Enviada em 01/08/2020
Completando 30 anos em 13 de julho de 2020, o Estatuto da Criança e do Adolescente (ECA) prevê que as crianças e adolescentes são seres dotados de dignidade e direitos. Entretanto no Brasil hodierno vê-se que muitos jovens não gozam da sua dignidade, sendo vítimas das mais diversas violências. Nesse sentido, faz-se necessário entender que as violências não configuram educação, assim como buscar formas de combatê-las, garantindo os direitos dos jovens.

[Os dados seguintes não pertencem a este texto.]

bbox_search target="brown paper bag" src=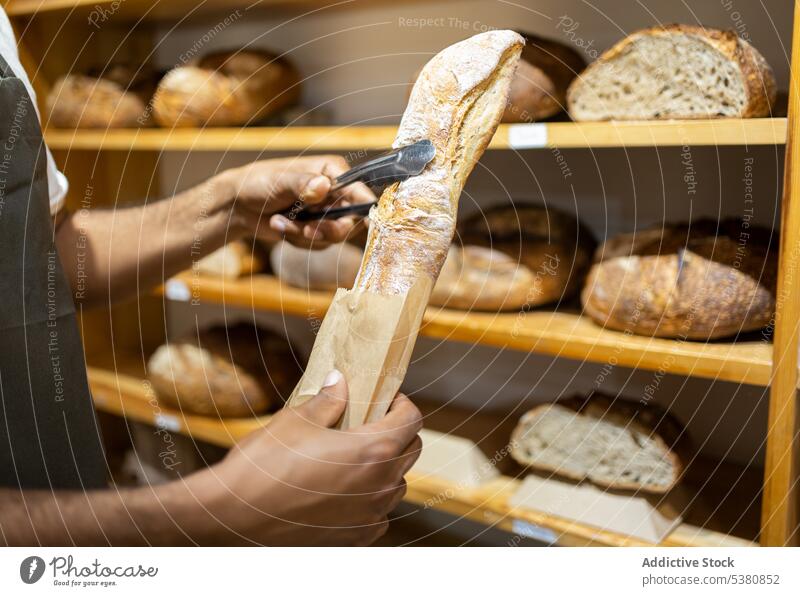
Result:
[289,280,433,429]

A priori, a Lei da Palmada, promulgada em 2014, prevê a proibição do uso de castigo físico ou tratamentos cruéis ou degradantes na educação de crianças e adolescentes. Todavia a lei não se vê plenamente respeitada pois, apenas em 2019, foram registradas, pelo Disque Direitos Humanos, 86,8 mil denúncias acerca de violência contra crianças e adolescentes. Com isso, vê-se que muitos jovens têm seu desenvolvimento pessoal e social comprometidos, uma vez que a violência nada produz além de traumas. Isso se observa, portanto, na obra cinematográfica Preciosa – Uma História de Esperança, em que uma jovem, que foi abusada sexualmente pelo pai e agredida física e psicologicamente pela mãe, tem seu desenvolvimento e autoestima danificados.

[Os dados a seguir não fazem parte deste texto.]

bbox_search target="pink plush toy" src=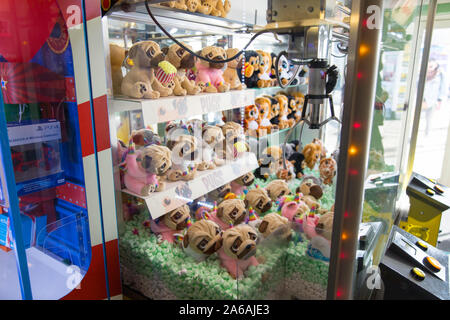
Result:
[195,46,230,93]
[217,224,259,279]
[150,205,191,243]
[121,143,172,196]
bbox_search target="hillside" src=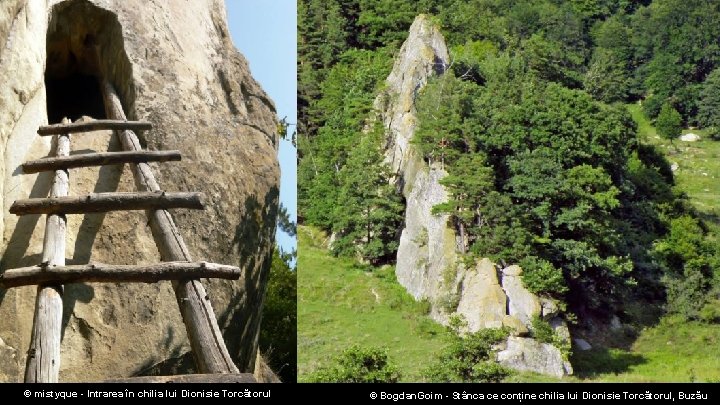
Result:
[298,226,446,382]
[298,0,720,381]
[298,226,720,382]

Ademais, ainda que o Estado realize intervenções como o Maio Laranja, em que se discute as problemáticas e possíveis formas de combate à violência contra a criança e ao adolescente, o seu papel no combate não tem se mostrado completamente efetivo, uma vez que segundo dados do Ministério da Saúde, em 2019, 233 casos de violência contra jovens são registrados por dia no país. Infere-se, portanto, a necessidade de combater as violências que pecariam a vida de crianças e adolescentes brasileiros.
Para tanto, o Poder Executivo deve, através de projeto de lei enviado à Câmara dos Deputados, tornar crime hediondo as violências contra jovens, assim como deve oferecer aos presídios psicólogos que dialoguem com esses criminosos, através de terapias ou grupos de apoio, para que essas ações não se repitam. Por fim, o Ministério da Educação deve tornar obrigatória a presença de psicólogos infantis nas escolas, para que possam instruir os jovens a reconhecer possíveis violências e como denunciá-las. Dessa forma, os jovens poderão, enfim, gozar do seu direito à dignidade e proteção.